⑤ The bin directory set by the FastDFS service script is /usr/local/bin, but the actual commands are installed under /usr/bin/.

Two ways:

》 First, modify the corresponding command path in the FastDFS service script, that is, change /usr/local/bin in the two scripts /etc/init.d/fdfs_storaged and /etc/init.d/fdfs_tracker to /usr/bin.

# vim fdfs_trackerd
Use the search and replace command to make unified changes: %s+/usr/local/bin+/usr/bin
# vim fdfs_storaged
Use the search and replace command to make unified changes: %s+/usr/local/bin+/usr/bin

》 The second is to create a soft link from /usr/bin to /usr/local/bin. I use this method.

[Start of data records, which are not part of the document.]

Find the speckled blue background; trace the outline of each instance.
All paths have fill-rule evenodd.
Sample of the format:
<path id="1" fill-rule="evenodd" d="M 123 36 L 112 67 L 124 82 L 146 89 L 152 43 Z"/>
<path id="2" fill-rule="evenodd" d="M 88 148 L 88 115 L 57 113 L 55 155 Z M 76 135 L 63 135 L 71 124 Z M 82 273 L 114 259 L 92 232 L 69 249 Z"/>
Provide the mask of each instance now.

# ln -s /usr/bin/fdfs_trackerd /usr/local/bin
# ln -s /usr/bin/fdfs_storaged /usr/local/bin
# ln -s /usr/bin/stop.sh /usr/local/bin
# ln -s /usr/bin/restart.sh /usr/local/bin

3. Configure FastDFS Tracker

For detailed description of the configuration file, please refer to: Detailed description of FastDFS configuration file

① Go to /etc/fdfs, copy the FastDFS tracker sample configuration file tracker.conf.sample, and rename it to tracker.conf.

# cd /etc/fdfs
# cp tracker.conf.sample tracker.conf
# vim tracker.conf

② Edit tracker.conf. The ones marked in red need to be modified, and the others can be left as default.

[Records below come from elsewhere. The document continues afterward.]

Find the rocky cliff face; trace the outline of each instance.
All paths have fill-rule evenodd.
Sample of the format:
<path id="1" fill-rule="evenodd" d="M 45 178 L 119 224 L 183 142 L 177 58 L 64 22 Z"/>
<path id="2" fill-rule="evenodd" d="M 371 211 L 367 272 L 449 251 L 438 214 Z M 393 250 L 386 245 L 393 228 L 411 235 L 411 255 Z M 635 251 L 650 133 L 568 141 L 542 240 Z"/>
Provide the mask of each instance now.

# Whether the configuration file is ineffective, false means it is effective disabled=false
# The port providing the service is port=22122
# Tracker data and log directory address (the root directory must exist, subdirectories will be created automatically)
base_path=/ljzsg/fastdfs/tracker
# HTTP service port http.server_port=80

③ Create the tracker basic data directory, that is, the directory corresponding to base_path

# mkdir -p /ljzsg/fastdfs/tracker

④ Open the tracking port in the firewall (default 22122)

# vim /etc/sysconfig/iptables
Add the following port line:
-A INPUT -m state --state NEW -m tcp -p tcp --dport 22122 -j ACCEPT
Restart the firewall:
# service iptables restart

⑤ Start Tracker

When started successfully for the first time, two directories, data and logs, will be created under /ljzsg/fdfsdfs/tracker/ (configured base_path).

You can start it this way
# /etc/init.d/fdfs_trackerd start
You can also start it in this way, provided that a soft link is created above, and this method is used later
# service fdfs_trackerd start

Check whether FastDFS Tracker has been successfully started and port 22122 is being listened to, which means that the Tracker service has been successfully installed.

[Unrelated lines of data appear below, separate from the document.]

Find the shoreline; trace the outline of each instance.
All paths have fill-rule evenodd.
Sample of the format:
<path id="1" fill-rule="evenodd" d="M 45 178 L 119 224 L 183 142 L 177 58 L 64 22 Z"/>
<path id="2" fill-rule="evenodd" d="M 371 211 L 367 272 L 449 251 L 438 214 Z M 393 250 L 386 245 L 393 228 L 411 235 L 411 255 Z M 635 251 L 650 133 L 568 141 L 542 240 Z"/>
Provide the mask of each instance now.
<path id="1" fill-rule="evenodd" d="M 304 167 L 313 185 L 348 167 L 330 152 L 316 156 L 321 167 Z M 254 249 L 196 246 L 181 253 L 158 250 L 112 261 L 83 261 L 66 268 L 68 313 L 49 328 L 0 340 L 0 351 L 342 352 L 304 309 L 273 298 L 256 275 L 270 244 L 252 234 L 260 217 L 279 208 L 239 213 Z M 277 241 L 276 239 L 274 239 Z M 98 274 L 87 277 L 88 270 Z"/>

# netstat -unltp|grep fdfs

Disable Tracker command:

# service fdfs_trackerd stop

⑥ Set Tracker to start at boot

# chkconfig fdfs_trackerd on

or:
# vim /etc/rc.d/rc.local
Add configuration:
/etc/init.d/fdfs_trackerd start

⑦ Tracker server directory and file structure

After the Tracker service is successfully started, two directories, data and logs, will be created under base_path. The directory structure is as follows:

${base_path}
 |__data
 | |__storage_groups.dat: storage group information| |__storage_servers.dat: storage server list|__logs
 | |__trackerd.log: tracker server log file

4. Configure FastDFS Storage

① Enter the /etc/fdfs directory, copy the FastDFS storage sample configuration file storage.conf.sample, and rename it to storage.conf

# cd /etc/fdfs
# cp storage.conf.sample storage.conf
# vim storage.conf

② Edit storage.conf

Those marked in red need to be modified, and the others can be left as default.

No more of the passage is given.